I tried, I really did. I was practically laying on the counter to brush my teeth. I had to sit down between putting on my bra and tee shirt. 
I could barely fit into anything. I was mismatched, giant tee shirt and sweatpants. My feet were so swollen, they barely fit into the ginormous hospital socks and my husband's flip-flops. I shuffled, leaning on Chris, gasping for breath. No matter how deeply I inhaled, I felt like there was never enough air.  Like I was a kid who had wandered too far out to sea and, every time I swam to the surface, a wave hit me in the face. Just enough air to survive, but not enough to feel right, safe.  It was very, very wrong.

This time, the ER took me seriously. This wasn't some crazy pregnant lady puking.  This was someone recovering from surgery who was coughing up blood.  That wasn't okay.
They ordered a CAT scan.  Oh, thank goodness it wasn't an MRI.  I wouldn't have been able to handle it. I'm already a little claustrophobic--a tiny space? failing lungs? I would have freaked. But I made it.  By the grace of God, CAT scans are fast and I made it. It was afterwards . . . The nurse pulled me out of the scan and began wheeling me for the door on that metal cart, and then it got worse.
"I . . . I feel bubbles. Right here." I tapped my chest, halfway between my breasts and my collarbone.  I felt like a gradeschool volcano experiment--baking soda and vinegar. Bubbling, crackling, wet. So very, very wet. "Please. I feel bubbles."
"We need to get the results from the scan before the doctor can do anything. We'll have results, soon."
"But, please, help. It's bubbling right here."
This is not okay, this is not okay, something is so wrong. "Please."
"We need the results first."
I don't know what I expected her to do. I think it was somewhere along the lines of trach or something--I'd watched way too many medical or crime shows where they just randomly slice open people's throats--anything to help me breath.  I was gasping.
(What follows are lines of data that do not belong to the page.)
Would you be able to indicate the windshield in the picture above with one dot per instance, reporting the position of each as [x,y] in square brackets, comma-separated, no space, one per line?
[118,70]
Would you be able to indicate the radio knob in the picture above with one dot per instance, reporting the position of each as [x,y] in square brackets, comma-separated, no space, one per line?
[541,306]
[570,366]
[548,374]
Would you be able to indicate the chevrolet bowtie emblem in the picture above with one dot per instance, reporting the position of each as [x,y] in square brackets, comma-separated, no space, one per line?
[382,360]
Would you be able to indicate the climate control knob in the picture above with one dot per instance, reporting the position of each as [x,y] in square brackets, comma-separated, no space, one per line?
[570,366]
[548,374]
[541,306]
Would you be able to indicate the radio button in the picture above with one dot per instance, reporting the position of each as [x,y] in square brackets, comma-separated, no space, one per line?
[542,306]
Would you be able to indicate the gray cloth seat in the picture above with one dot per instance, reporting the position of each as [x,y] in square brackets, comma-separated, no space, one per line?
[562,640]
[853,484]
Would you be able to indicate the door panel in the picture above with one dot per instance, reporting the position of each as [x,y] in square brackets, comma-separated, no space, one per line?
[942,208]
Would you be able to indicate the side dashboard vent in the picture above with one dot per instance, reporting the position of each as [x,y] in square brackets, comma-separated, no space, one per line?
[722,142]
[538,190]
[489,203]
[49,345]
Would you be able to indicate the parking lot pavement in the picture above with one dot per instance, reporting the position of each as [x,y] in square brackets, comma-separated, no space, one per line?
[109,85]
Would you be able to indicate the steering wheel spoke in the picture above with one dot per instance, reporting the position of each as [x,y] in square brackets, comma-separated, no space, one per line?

They finally had me back in a room with Chris, and all I could do was keep talking about bubbles and coughing more blood into the wet washcloth they had given me.
An older nurse stood there and said, firmly, "Honey, you gotta stop gasping, you're going to hyperventilate." She sounded exasperated with me, but I suppose she'd been there a long time, had seen a lot, and this was all very old news. If I couldn't breathe, it was my own fault I suppose. Or maybe she was keeping a cool head, because, for the first time, I almost couldn't keep mine. 
I couldn't breathe.
But I tried to slow my panicked gasping down to controlled, deep breaths but they still weren't enough.

The waves of my imaginary sea were pounding hard and fast, choking me.

A younger nurse came in, and starting poking around at my veins for an IV. "No, no, they took too my blood, my veins are blown," I managed.  It was true. For the last six days, hospital staff had taken my blood taken multiple times. My big veins that every nurse loved? Smashed and bled to smithereens.  They couldn't get a decent draw.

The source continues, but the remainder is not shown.